Some UK police forces are using ‘intelligence markers’ to track vehicles which are being driven by convicted drink drivers to see if they are repeating their unlawful behaviour.
This data comes from Freedom of Information requests submitted to 44 police forces by Auto Express and show that not all forces are monitoring vehicles in this way, although some are using this electronic tagging tactic to track previously disqualified motorists.
How do they work?
These markers work through being detected by automatic number plate recognition cameras which alert police when a disqualified driver is on the move. One of the reasons behind this measure is that 12% of drink drivers have been found to go on to commit the same offence, and 30% of those caught with more than twice of the legal limit of alcohol in their system go on to drink drive again.
The Cheshire police force has the most marked cars with 1041 carrying active markers in total, whereas 2nd place Derbyshire only have 100 cars which have these trackers in place. Dorset police are tracking 92 cars, and Merseyside police attach markers once the driver has been convicted and/or disqualified.
Some police forces also said that they use these trackers to monitor people who have committed crimes other than drink driving too, with the Cleveland force stating that only 9.5% of the cars they have marked are convicted drink drivers.
Other police forces, such as Metropolitan and City of London, don’t use the markers at all but would do if there was credible intelligence which suggested that a convicted drink driver was using a vehicle despite being disqualified from driving.
AA president Edmund King has said that the objective of police forces using these markers should be to stop people from reoffending. In 2015 there were 1370 people seriously injured or killed in drink driving incidents which were the highest level since 2012 according to the Department for Transport, with alcohol being blamed for 12% of all road deaths, which shows how important deterring people from driving under the influence is.
When an individual is caught drunk in charge of a vehicle they face 3 month’s imprisonment, a fine of up to £2500 and a possible driving ban, driving a vehicle while under the influence of alcohol can result in 6 month’s imprisonment, an unlimited fine, and a driving ban for a minimum of one year, and causing death by dangerous driving due to alcohol could come with a 14 year prison sentence, unlimited fine, and a 2 year driving ban.

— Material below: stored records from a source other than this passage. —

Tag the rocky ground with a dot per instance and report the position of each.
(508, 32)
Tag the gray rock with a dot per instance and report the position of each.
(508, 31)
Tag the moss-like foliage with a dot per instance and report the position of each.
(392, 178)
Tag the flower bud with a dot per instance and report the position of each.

Getting caught driving under the influence of alcohol can also cause individuals to lose their jobs, plus their car insurance will certainly increase, and these factors, in addition to fines and solicitors fees, could end up costing up to £50,000.
It is shocking that these possible punishments do not deter people from drink driving, but in addition to this, they are risking their own life as well as the lives of others, which should certainly be enough to stay sober when they will be getting behind the wheel.
What can you do?
You can avoid getting yourself into a drink driving situation by always knowing how you are going to get home after you have been out drinking, and by sticking to soft drinks such as alcohol-free beers or mocktails when it is your turn to drive.
For anyone concerned that they may buy a car which has one of these markers in place, it has been stated that processes are in place to ensure that forces know when a car has been sold to an innocent party due to links to the DVLA’s databases. However, this does not guarantee that they won’t be stopped, although you can be confident that you won’t be stopped repeatedly.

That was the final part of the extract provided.